Since QuickTax Standard reduced the number of returns to two this year, I decided to try out UFile for filing our 2007 tax returns instead. UFile is available for download from the vendor’s website for $29.99 but you can also pick it up at Future Shop or Best Buy for $19.99. I picked up a copy from Future Shop over the weekend and here are my impressions from trying it out:
- You can easily substitute one tax software for another because all CRA approved software is tested thoroughly before being certified. Even if you are filing just two tax returns, UFile’s retail price is at least $10 cheaper than QuickTax Standard.

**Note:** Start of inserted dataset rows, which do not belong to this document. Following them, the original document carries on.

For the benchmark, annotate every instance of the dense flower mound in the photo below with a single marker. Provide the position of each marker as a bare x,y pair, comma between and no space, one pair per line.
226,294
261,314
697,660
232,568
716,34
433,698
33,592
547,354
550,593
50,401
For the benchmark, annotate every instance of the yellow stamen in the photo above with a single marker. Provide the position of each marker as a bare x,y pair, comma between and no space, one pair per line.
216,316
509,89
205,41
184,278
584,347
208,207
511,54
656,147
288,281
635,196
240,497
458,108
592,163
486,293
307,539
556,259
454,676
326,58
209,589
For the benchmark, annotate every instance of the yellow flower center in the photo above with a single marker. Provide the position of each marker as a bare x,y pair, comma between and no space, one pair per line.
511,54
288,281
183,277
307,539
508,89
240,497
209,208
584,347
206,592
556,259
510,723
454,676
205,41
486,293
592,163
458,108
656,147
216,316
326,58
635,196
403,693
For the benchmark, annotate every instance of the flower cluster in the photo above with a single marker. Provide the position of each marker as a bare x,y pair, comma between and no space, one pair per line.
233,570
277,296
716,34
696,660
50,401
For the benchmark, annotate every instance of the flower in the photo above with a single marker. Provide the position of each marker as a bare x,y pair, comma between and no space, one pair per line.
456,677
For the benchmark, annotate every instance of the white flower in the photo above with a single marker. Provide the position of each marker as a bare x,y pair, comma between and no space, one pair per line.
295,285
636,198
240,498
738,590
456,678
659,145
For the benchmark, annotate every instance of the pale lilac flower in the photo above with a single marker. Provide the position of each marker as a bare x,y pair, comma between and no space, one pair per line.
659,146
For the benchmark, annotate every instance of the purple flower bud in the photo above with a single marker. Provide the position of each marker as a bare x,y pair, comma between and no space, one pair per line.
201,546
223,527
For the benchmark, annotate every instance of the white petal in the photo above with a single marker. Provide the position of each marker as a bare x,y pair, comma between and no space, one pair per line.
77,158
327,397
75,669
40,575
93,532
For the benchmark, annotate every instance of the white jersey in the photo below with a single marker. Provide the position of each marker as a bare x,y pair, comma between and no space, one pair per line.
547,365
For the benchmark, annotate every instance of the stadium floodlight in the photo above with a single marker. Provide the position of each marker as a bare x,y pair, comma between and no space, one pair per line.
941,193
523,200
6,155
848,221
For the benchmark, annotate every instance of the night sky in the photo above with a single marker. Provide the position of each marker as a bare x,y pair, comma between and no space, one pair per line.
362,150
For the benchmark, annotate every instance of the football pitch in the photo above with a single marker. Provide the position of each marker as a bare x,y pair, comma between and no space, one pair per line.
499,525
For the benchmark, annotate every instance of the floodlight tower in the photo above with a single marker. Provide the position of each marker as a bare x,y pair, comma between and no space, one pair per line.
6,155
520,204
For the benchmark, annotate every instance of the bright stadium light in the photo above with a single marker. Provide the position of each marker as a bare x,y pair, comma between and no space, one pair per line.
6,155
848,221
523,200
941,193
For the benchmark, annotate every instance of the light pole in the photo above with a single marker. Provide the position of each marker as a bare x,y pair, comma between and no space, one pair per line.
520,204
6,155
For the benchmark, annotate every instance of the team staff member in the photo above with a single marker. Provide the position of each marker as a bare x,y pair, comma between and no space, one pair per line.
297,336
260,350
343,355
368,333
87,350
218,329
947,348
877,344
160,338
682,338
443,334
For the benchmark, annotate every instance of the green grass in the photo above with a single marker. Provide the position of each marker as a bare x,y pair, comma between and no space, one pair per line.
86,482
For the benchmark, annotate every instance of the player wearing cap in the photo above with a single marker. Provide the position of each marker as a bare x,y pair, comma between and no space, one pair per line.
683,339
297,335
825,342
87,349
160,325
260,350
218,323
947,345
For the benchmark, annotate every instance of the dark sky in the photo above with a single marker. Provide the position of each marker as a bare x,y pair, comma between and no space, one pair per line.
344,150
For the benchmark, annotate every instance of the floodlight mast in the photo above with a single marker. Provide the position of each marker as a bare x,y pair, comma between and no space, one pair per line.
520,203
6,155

- If you are preparing more than 2 tax returns, UFile is even more cost-effective as it allows you to file up to 8 returns.
- I was able to import data such as names, addresses, SIN numbers, RRSP contribution room etc. from QuickTax 2006 into UFile 2007. It’s not too much work to enter all this information but it’s nice not having to do this chore.
- UFile uses the interview method to enter tax information. I tried out entering some T4s, RRSP contributions, charitable donations, childcare expenses, tuition amounts etc. UFile supports self-employment income, investment income, rental income, capital gains etc. As far as I can tell, UFile should be able to handle complicated tax returns.
- The biggest knock against UFile is that it doesn’t allow you to directly enter information bypassing the interview method. For example, in QuickTax you can bring up the T4 slips by clicking on line 101 of the T1 General. I personally like this method of entering tax information but UFile does not support it.
- A minor quibble with UFile is that your tax return is not automatically updated when you enter information. You’ll have to click the results tab before an update is triggered.
Despite the minor quibbles, UFile is a strong competitor to QuickTax Standard. If you are preparing more than two tax returns, you might want to consider switching to UFile – it’s cheaper and will get the job done just as well.